= Kátia Lund =

Brazilian film director and screenwriter (born 1966)

Kátia Lund (born March 13, 1966) is a Brazilian film director and screenwriter. Her most notable work was as co-director of the film City of God.

==Early life==
Lund was born in São Paulo, to American parents who emigrated to Brazil before she was born. She graduated from Escola Maria Imaculada, an American Catholic school in São Paulo where she excelled in art. She then attended Brown University, where she became interested in filmmaking.

==Career==
After she graduated magna cum laude, she landed jobs as an assistant director on many music videos, commercials and films. Having grown up in a middle-class family, she had little knowledge of the plight of those living in Rio de Janeiro's favelas. Then, she was hired to work on the Spike Lee-directed music video for Michael Jackson's "They Don't Care About Us" which was filmed in a favela. (Note: The favela where the "They Don't Care About Us" music video was recorded is Favela Santa Marta, located in the neighborhood of Botafogo, South Zone of Rio de Janeiro.) The experience opened her eyes and she became determined to make films about the dwellers of these poor neighborhoods to help raise social consciousness in Brazil. She has caused controversy for her friendship with, and admiration for, deceased Brazilian drug dealer Marcinho VP. (It's important to note that Lund’s friend was Márcio Amaro de Oliveira, the Marcinho VP who controlled drug trafficking in Rio’s Santa Marta/Dona Marta favela during the 1990s. He was killed by strangulation inside the Bangu III prison in July 2003. He should not be confused with Márcio dos Santos Nepomuceno, another, still-living trafficker known by the same nickname and associated with the Complexo do Alemão and the Comando Vermelho). (Note: In the Brazilian criminal underworld, there are/were two notorious drug lords in Rio de Janeiro with the nickname "Marcinho VP": Márcio dos Santos Nepomuceno, better known as "Marcinho VP do Complexo do Alemão" (top boss of the Comando Vermelho, the largest criminal organization of Rio de Janeiro) and Márcio Amaro de Oliveira, better known as "Marcinho VP da Favela Santa Marta" (head of drug trafficking in the Favela Santa Marta, in Rio de Janeiro/RJ). The Marcinho VP mentioned in this Wikipedia article is Márcio Amaro de Oliveira ("Marcinho VP da Favela Santa Marta") who was murdered on July 29, 2003 in Rio de Janeiro/RJ, allegedly at the behest of Márcio dos Santos Nepomuceno ("Marcinho VP do Complexo do Alemão").).
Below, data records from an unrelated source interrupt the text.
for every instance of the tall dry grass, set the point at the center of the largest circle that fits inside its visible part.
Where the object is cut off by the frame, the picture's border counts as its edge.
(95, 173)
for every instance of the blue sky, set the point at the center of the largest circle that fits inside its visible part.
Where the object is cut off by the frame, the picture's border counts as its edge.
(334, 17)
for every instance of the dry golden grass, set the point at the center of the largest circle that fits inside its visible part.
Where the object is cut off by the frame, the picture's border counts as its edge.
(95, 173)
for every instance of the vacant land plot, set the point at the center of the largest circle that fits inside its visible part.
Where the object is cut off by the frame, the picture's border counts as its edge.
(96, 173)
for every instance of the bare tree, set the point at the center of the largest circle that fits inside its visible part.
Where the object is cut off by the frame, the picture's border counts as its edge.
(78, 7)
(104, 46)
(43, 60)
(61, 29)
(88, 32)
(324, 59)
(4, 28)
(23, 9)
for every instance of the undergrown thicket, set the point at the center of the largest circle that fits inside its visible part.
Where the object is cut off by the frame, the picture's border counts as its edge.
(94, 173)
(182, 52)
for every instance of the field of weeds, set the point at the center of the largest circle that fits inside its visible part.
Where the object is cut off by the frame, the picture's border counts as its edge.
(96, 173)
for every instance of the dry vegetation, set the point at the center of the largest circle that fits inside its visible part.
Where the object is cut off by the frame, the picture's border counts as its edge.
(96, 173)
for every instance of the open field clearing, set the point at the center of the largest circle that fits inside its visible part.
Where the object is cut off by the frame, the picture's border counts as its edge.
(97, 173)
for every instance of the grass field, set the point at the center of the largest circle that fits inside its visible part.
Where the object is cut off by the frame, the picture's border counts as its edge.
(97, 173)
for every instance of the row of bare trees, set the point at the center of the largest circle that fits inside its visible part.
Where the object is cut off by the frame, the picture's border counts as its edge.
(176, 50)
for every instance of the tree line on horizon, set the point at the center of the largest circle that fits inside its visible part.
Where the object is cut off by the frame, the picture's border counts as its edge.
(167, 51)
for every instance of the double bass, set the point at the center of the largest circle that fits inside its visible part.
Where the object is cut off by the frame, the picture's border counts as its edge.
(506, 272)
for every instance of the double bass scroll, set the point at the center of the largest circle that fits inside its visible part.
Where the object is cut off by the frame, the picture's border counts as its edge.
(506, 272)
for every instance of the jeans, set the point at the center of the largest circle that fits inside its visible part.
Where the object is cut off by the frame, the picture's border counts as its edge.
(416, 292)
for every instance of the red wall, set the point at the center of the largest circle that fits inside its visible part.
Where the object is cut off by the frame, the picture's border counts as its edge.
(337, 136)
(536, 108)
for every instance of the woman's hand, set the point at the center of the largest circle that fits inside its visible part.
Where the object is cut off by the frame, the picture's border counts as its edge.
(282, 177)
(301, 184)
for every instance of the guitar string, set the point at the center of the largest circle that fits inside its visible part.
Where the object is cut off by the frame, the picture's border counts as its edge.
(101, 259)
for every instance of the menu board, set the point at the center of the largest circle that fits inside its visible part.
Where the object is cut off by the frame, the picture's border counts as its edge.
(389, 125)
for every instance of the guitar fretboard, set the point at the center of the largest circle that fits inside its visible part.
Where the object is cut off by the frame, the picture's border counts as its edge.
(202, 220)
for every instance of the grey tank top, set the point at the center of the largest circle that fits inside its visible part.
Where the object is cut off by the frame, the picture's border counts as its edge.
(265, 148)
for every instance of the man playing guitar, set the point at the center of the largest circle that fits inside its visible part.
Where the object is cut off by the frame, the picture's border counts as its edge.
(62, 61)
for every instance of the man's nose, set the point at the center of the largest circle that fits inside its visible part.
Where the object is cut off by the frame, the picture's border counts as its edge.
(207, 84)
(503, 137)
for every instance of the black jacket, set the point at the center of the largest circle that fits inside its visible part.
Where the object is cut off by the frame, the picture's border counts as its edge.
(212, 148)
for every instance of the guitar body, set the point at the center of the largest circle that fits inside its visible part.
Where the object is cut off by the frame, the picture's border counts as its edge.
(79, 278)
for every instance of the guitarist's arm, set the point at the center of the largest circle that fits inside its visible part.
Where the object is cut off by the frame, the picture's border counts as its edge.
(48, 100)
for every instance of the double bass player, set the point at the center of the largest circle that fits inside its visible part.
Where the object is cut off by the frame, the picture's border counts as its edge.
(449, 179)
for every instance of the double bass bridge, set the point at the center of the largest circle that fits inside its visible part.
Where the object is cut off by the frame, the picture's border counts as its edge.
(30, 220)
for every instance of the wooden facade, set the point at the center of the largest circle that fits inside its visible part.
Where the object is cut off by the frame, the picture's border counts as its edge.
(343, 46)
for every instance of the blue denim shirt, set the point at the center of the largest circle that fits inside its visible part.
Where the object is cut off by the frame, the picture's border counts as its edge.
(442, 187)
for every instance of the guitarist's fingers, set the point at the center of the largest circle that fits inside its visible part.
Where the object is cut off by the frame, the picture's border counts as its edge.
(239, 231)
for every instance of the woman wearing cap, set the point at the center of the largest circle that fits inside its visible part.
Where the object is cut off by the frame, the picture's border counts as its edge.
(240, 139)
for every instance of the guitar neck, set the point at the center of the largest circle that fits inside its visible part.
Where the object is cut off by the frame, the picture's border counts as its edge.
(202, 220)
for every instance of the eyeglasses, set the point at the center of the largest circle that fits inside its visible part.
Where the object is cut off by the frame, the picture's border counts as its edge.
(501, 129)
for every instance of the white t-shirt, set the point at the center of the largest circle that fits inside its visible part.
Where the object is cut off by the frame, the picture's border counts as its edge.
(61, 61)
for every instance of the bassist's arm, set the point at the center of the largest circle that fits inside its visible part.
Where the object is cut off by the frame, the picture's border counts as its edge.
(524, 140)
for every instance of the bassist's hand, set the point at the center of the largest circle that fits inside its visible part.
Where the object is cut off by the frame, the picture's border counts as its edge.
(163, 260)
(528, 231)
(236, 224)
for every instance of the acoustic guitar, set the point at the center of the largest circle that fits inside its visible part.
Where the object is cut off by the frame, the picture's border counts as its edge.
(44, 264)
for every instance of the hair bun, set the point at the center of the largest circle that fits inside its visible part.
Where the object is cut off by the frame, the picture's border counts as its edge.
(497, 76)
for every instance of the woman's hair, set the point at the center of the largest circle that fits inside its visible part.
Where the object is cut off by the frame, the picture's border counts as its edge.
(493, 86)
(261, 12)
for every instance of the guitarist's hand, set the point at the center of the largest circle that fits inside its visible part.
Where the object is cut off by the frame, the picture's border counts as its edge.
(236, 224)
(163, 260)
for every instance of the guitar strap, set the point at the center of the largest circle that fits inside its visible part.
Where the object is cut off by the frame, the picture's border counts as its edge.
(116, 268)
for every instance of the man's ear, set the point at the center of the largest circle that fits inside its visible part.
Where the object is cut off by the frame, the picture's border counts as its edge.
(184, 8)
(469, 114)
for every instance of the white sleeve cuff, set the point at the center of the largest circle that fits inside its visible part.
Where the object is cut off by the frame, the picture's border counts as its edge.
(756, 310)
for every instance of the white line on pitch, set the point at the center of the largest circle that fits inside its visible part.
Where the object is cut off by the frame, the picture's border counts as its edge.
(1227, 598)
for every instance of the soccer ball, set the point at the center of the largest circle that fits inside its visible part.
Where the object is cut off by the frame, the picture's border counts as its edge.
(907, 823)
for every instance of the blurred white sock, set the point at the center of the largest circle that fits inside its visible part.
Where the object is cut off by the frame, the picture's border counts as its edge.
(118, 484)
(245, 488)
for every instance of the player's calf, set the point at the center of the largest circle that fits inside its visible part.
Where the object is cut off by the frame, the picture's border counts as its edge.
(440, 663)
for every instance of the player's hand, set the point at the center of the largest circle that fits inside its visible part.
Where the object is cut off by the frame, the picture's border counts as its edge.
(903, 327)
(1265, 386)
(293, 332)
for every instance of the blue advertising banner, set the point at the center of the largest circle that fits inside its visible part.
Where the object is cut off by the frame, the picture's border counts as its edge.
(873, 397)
Lund oversees an organization called Nós do Cinema (We of Cinema), which began with the young people from the cast of City of God who are real dwellers of Rio's favelas. Lund initially started her non-profit acting school to find the cast for City of God. Nós do Cinema offers courses and job opportunities in films to poor children and holds screenings and discussions that help to raise social consciousness through film. She also directed the segment "Bilú e João" of the 2005 anthology film All the Invisible Children.

==Filmography==

| Year | Title |
|---|---|
| 1997 | Anaconda |
| 1999 | News From a Personal War |
| 2001 | Golden Gate |
| 2002 | City of God |
| 2005 | All the Invisible Children |
| 2014 | Boys from Vila Belmiro |
| 2016 | Guti & the Theater of Dreams |
| 2016 | Gira & the Circus of Life |
| 2016 | Bad & the Birdieman |
| 2016 | Movie Motion Magic |
| 2016 | Jongo Fever |

==Awards and nominations==
In 1996, she began work on the documentary Notícias de uma Guerra Particular (News of a Private War), an exploration of the ongoing battle between the favelas' heavily armed drug dealers (many of whom are small children) and Rio de Janeiro's police. It was released in 1999 to critical acclaim and was nominated for an Emmy after airing on PBS. The success of the film made her an in-demand director of music videos for Brazil's hip-hop artists. She won numerous MTV Video Music Awards Latin America.

In 2001, Lund was invited by Fernando Meirelles to co-direct Golden Gate (Palace II), a short film about two young boys in a favela. The film won several awards in film festivals all over the world. Lund and Meirelles continued their collaboration with the film City of God which received international acclaim and was nominated for four Academy Awards including best director (Lund was not nominated, only Meirelles received recognition from the academy). The success of that film was the springboard for the television series City of Men, a continuation of the story told in Golden Gate. Lund produced the show with Meirelles and directed four episodes. The show was a major hit in Brazil.